Massachusetts Teknoloji Enstitüsü'nden (MIT) nörobilimci Dr. Richard Wurtman, besinlerin beyin kimyasalları üzerindeki etkilerine dikkat çekti.

Dr. Wurtman'a göre, özellikle triptofan, serotonin ve melatonin gibi uyku döngüsünü düzenleyen kimyasalların üretimi, tükettiğimiz gıdalarla doğrudan bağlantılı.

Bu bağlamda, Amerika Uyku Tıbbı Akademisi (AASM) tarafından yayınlanan bir raporda, belirli besinlerin uykuya geçiş sürecini zorlaştırdığı belirtildi.

Rapora göre, uykusuzluğu tetikleyen iki ana besin grubu öne çıktı:

İşlenmiş Et ve Şarküteri Ürünleri: Sosis, salam ve jambon gibi işlenmiş etler, yüksek oranda tiraminden oluşur. Tiramin, uyanıklığı artıran bir amino asittir ve noradrenalin salınımını tetikler. Bu durum, özellikle akşam saatlerinde tüketildiğinde beynin aktif kalmasına ve uykuya dalmanın zorlaşmasına neden olur. Johns Hopkins Uyku Bozuklukları Merkezi'nden araştırmacı Dr. Luis F. Buenaver, yaptığı açıklamalarda, işlenmiş etlerin sindiriminin de uzun sürdüğünü ve bu durumun gece boyunca mide rahatsızlıklarına yol açarak uyku bölünmelerine sebep olabileceğini vurguluyor.

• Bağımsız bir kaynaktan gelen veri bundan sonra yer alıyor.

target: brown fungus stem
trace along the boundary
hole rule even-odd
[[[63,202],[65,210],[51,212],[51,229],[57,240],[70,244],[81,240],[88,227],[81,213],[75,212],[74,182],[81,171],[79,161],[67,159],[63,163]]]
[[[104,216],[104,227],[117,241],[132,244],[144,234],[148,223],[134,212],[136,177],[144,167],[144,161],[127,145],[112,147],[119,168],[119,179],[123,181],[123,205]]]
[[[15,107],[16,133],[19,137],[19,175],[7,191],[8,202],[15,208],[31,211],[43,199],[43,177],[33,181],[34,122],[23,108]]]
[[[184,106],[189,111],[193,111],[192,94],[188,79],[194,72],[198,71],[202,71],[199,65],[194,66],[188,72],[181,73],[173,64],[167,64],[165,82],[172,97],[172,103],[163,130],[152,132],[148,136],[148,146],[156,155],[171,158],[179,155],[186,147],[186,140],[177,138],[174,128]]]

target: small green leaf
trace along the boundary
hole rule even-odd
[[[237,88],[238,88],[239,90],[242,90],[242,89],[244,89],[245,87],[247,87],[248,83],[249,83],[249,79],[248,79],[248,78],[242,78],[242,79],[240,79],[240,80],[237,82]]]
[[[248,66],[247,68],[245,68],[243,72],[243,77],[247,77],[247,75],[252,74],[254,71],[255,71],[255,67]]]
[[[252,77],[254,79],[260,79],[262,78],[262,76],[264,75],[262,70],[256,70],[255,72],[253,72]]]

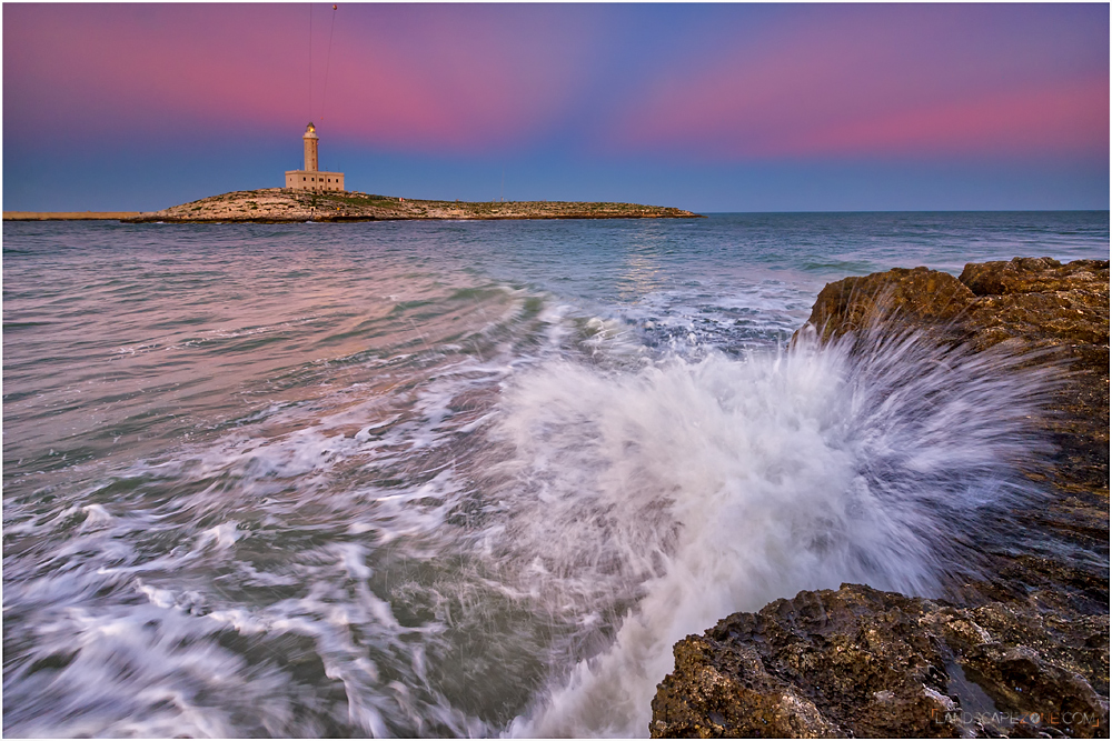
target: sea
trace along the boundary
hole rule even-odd
[[[1045,495],[1050,371],[792,341],[1016,256],[1109,212],[6,222],[3,732],[646,737],[677,640]]]

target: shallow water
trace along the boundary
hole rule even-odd
[[[4,732],[647,735],[672,644],[936,590],[1052,371],[786,349],[1108,212],[3,227]]]

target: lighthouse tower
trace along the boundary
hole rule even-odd
[[[312,121],[309,121],[309,126],[306,127],[301,139],[305,140],[305,170],[306,172],[316,172],[317,142],[320,141],[320,137],[317,136],[317,128],[312,126]]]
[[[309,122],[301,136],[305,144],[305,169],[287,170],[286,187],[294,190],[344,190],[342,172],[322,172],[317,169],[317,143],[320,138],[317,136],[317,127]]]

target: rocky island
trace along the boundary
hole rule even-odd
[[[973,542],[979,574],[936,599],[843,584],[728,615],[676,643],[649,733],[1109,738],[1109,261],[847,278],[808,323],[824,341],[913,327],[1064,368],[1040,422],[1056,452],[1025,472],[1050,495],[1010,513],[1045,547]]]
[[[576,201],[428,201],[355,191],[291,188],[240,190],[161,211],[131,216],[128,223],[285,223],[418,219],[697,219],[683,209],[637,203]]]

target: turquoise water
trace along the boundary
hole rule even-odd
[[[4,223],[4,732],[647,735],[678,638],[1004,503],[1045,378],[785,343],[1015,256],[1109,214]]]

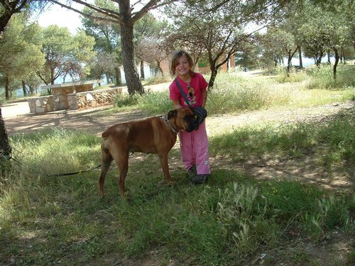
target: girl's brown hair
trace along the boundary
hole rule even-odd
[[[170,70],[171,72],[173,73],[173,75],[175,75],[176,74],[175,67],[178,65],[179,59],[183,55],[186,56],[186,58],[187,58],[187,61],[189,62],[190,67],[191,67],[191,69],[193,69],[195,65],[194,65],[194,61],[192,60],[192,57],[191,57],[191,55],[190,55],[189,53],[185,50],[180,50],[174,52],[174,54],[173,55],[173,58],[171,59]],[[192,77],[195,76],[195,72],[192,70],[190,70],[190,72],[191,76]]]

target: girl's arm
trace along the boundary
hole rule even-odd
[[[201,94],[202,94],[202,104],[201,104],[201,106],[204,108],[206,101],[207,101],[207,89],[204,89]]]
[[[182,108],[182,106],[180,104],[179,100],[171,100],[175,109],[178,109],[179,108]]]

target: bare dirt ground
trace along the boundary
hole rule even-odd
[[[168,84],[156,87],[156,89],[168,88]],[[152,87],[153,89],[155,87]],[[42,115],[28,113],[26,111],[27,103],[9,104],[1,106],[6,127],[9,135],[18,133],[31,133],[40,129],[60,127],[70,130],[80,130],[99,136],[108,127],[118,123],[140,119],[147,116],[142,111],[123,112],[109,115],[98,115],[104,109],[111,106],[102,106],[85,110],[56,111]],[[19,109],[23,109],[19,111]],[[223,133],[231,132],[238,127],[255,124],[258,122],[273,122],[281,124],[295,121],[315,121],[322,123],[332,119],[341,112],[346,112],[355,116],[354,101],[326,104],[310,108],[298,108],[292,110],[261,110],[244,113],[228,113],[223,115],[209,114],[207,119],[207,128],[209,135],[213,136]],[[178,148],[178,143],[175,148]],[[354,177],[329,177],[324,170],[317,169],[311,156],[300,159],[280,160],[278,158],[257,158],[244,162],[233,162],[227,155],[211,157],[213,168],[224,168],[244,171],[256,179],[285,179],[290,178],[302,182],[316,184],[326,189],[337,192],[354,193]],[[169,159],[170,168],[180,165],[180,157]],[[295,243],[288,247],[280,248],[274,250],[275,255],[282,252],[287,256],[295,250],[307,253],[310,256],[320,262],[320,265],[332,265],[333,260],[346,261],[347,254],[351,252],[354,235],[346,235],[340,232],[334,232],[329,239],[324,239],[321,243]],[[293,251],[290,251],[293,250]],[[270,255],[270,253],[269,253]],[[108,259],[109,260],[109,258]],[[115,260],[116,258],[112,258]],[[283,260],[285,262],[285,260]],[[293,260],[291,260],[293,261]],[[337,260],[339,261],[339,260]],[[123,265],[153,265],[152,260],[138,262],[122,260]],[[138,263],[138,264],[137,264]],[[256,265],[258,265],[256,263]],[[262,263],[261,263],[262,264]],[[104,265],[109,265],[109,262]],[[174,262],[171,265],[175,265]],[[290,264],[280,264],[282,265]]]

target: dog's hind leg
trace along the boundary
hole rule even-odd
[[[168,153],[158,153],[159,160],[160,161],[161,169],[164,174],[164,181],[166,183],[170,182],[170,173],[169,172],[169,165],[168,162]]]
[[[128,148],[119,147],[119,148],[112,148],[112,157],[114,158],[119,171],[119,194],[124,197],[124,182],[129,171],[129,150]]]
[[[109,154],[109,151],[102,148],[101,155],[101,172],[100,177],[99,178],[99,196],[104,196],[104,183],[105,182],[105,177],[109,172],[109,169],[112,162],[112,156]]]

Basit Karbonhidratlar ve Şekerli Gıdalar: Beyaz ekmek, makarna, hamur işleri ve tatlılar gibi basit karbonhidratlar, kan şekerini hızla yükseltip düşürür. Bu dalgalanma, insülin salınımını artırarak uyku döngüsünü bozabilir. Harvard Tıp Fakültesi'nden beslenme uzmanı Dr. Frank Hu, yapılan bir araştırmada, yüksek glisemik indeksi olan besinleri tüketen kişilerin, sağlıklı karbonhidrat tüketenlere göre yüzde 50 daha fazla uyku sorunu yaşadığını belirtiyor. Geceleri kan şekerinin aniden düşmesi, vücudun stres hormonu olan kortizolü salgılamasına neden olur ve bu da uyanıklığa yol açar.

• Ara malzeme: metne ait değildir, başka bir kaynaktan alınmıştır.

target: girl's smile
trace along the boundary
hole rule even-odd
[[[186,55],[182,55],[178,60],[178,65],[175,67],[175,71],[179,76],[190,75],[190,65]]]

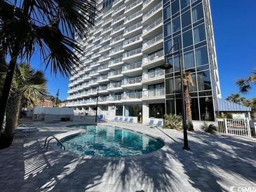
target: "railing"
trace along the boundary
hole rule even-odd
[[[133,4],[130,4],[126,8],[126,12],[135,7],[136,5],[139,4],[141,2],[142,2],[142,0],[137,0],[136,1],[134,1]]]
[[[141,76],[131,78],[125,78],[122,80],[122,85],[134,84],[141,83],[142,78]]]
[[[154,54],[151,54],[147,57],[143,58],[143,64],[154,61],[154,60],[161,58],[162,57],[163,57],[163,50],[158,51]]]
[[[132,43],[134,43],[135,41],[142,40],[142,35],[139,34],[137,36],[135,36],[134,37],[130,38],[126,41],[123,41],[123,46],[127,46],[128,44],[130,44]]]
[[[117,82],[117,83],[110,83],[107,84],[107,88],[121,88],[122,85],[122,82]]]
[[[250,121],[246,119],[217,118],[218,132],[227,135],[251,137]]]
[[[155,71],[154,72],[149,72],[147,74],[144,74],[142,75],[142,77],[144,79],[149,79],[149,78],[156,78],[156,77],[159,77],[159,76],[161,76],[164,75],[164,70],[163,69],[160,69],[160,70],[157,70]]]
[[[123,50],[123,46],[119,46],[119,47],[110,50],[109,54],[114,54],[114,53],[121,51],[122,50]]]
[[[137,62],[135,64],[131,64],[129,65],[126,65],[123,67],[123,71],[129,71],[129,70],[132,70],[134,69],[137,69],[137,68],[140,68],[142,66],[142,62]]]
[[[161,40],[163,40],[163,34],[158,34],[157,36],[156,36],[153,37],[152,39],[144,42],[143,43],[143,48],[146,48]]]
[[[142,48],[137,48],[123,53],[123,57],[128,57],[142,53]]]
[[[102,51],[102,50],[105,50],[109,48],[109,47],[110,47],[109,45],[105,46],[104,47],[102,47],[102,48],[100,48],[100,52]]]
[[[101,81],[101,80],[105,80],[107,78],[107,75],[104,75],[104,76],[100,76],[97,77],[97,81]]]
[[[140,99],[142,96],[142,93],[140,92],[129,92],[122,94],[122,100],[134,100]]]
[[[130,27],[124,29],[123,34],[127,34],[127,33],[130,32],[130,31],[133,31],[137,28],[139,28],[141,26],[142,26],[142,22],[139,22],[130,26]]]
[[[116,42],[118,41],[120,41],[121,39],[123,39],[123,35],[119,35],[114,39],[112,39],[111,41],[110,41],[110,43],[113,43],[114,42]]]
[[[119,70],[109,72],[108,76],[109,77],[109,76],[117,76],[117,75],[120,75],[121,74],[122,74],[122,69],[119,69]]]
[[[142,20],[147,20],[148,18],[149,18],[150,16],[154,15],[158,9],[161,8],[162,8],[162,3],[161,2],[161,3],[158,4],[154,8],[152,8],[149,12],[147,12],[145,15],[144,15]]]
[[[136,12],[136,13],[133,13],[133,14],[130,15],[129,17],[127,17],[127,18],[125,19],[124,22],[128,22],[128,21],[129,21],[129,20],[132,20],[132,19],[133,19],[133,18],[136,18],[137,16],[140,15],[140,14],[142,14],[142,12],[141,11],[138,11],[138,12]]]
[[[154,97],[165,95],[165,88],[147,90],[143,92],[143,97]]]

ÇÖZÜM YOLLARI VE ALTERNATİF BESİNLER

Uzmanlar, kaliteli bir uyku için akşam yemeğinde işlenmiş gıdalardan ve basit karbonhidratlardan uzak durulmasını önerdi. Bunların yerine, kompleks karbonhidratlar (tam buğday, yulaf, esmer pirinç), protein kaynakları (badem, ceviz, somon) ve magnezyum açısından zengin yeşil yapraklı sebzeler tercih edilebilir.

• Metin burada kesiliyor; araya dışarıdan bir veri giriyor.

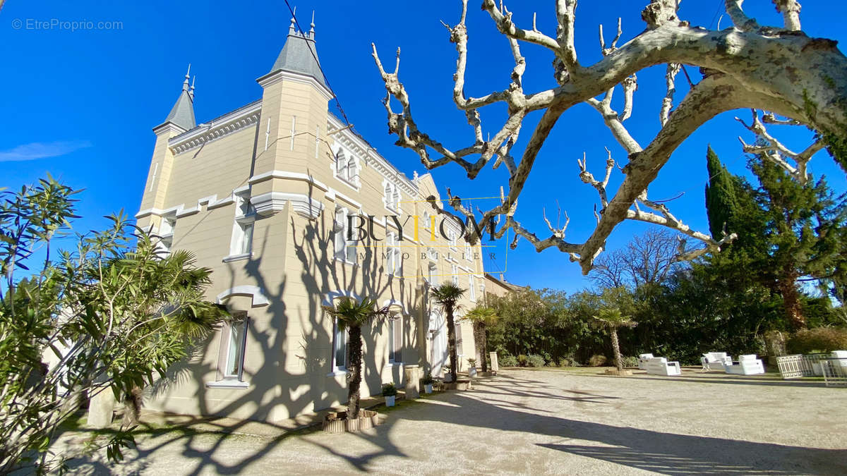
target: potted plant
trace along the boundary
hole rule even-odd
[[[468,376],[476,377],[476,359],[475,358],[468,359]]]
[[[383,384],[382,396],[385,397],[385,407],[394,407],[395,399],[397,398],[397,387],[394,384]]]
[[[432,378],[432,375],[427,372],[426,375],[421,379],[421,384],[424,385],[424,391],[426,393],[432,393],[432,383],[435,381],[435,379]]]
[[[450,366],[449,365],[445,365],[444,367],[442,367],[442,368],[444,369],[444,372],[445,372],[445,374],[444,374],[444,381],[445,381],[445,383],[449,384],[450,382],[452,382],[453,381],[453,374],[450,371]]]

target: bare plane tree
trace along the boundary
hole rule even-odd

California Üniversitesi Uyku Merkezi'nden Dr. Michael Grandner, "Uyku, bir düğmeye basılarak çözülecek bir sorun değildir. Beslenme alışkanlıklarımızı gözden geçirmek, uyku kalitemizi artırmak için atacağımız en önemli adımlardan biridir" diyerek, bu konunun önemini bir kez daha vurguladı.

Uyku ve beslenme arasındaki bu karmaşık ilişki, sadece bir yorgunluk meselesi olmaktan çıkıp, yaşam kalitesini doğrudan etkileyen bir bilimsel gerçek haline geldi. Bu nedenle, günlük beslenme tercihlerimizi yaparken, sadece midemizi değil, beynimizi de düşünmek büyük önem taşıdı.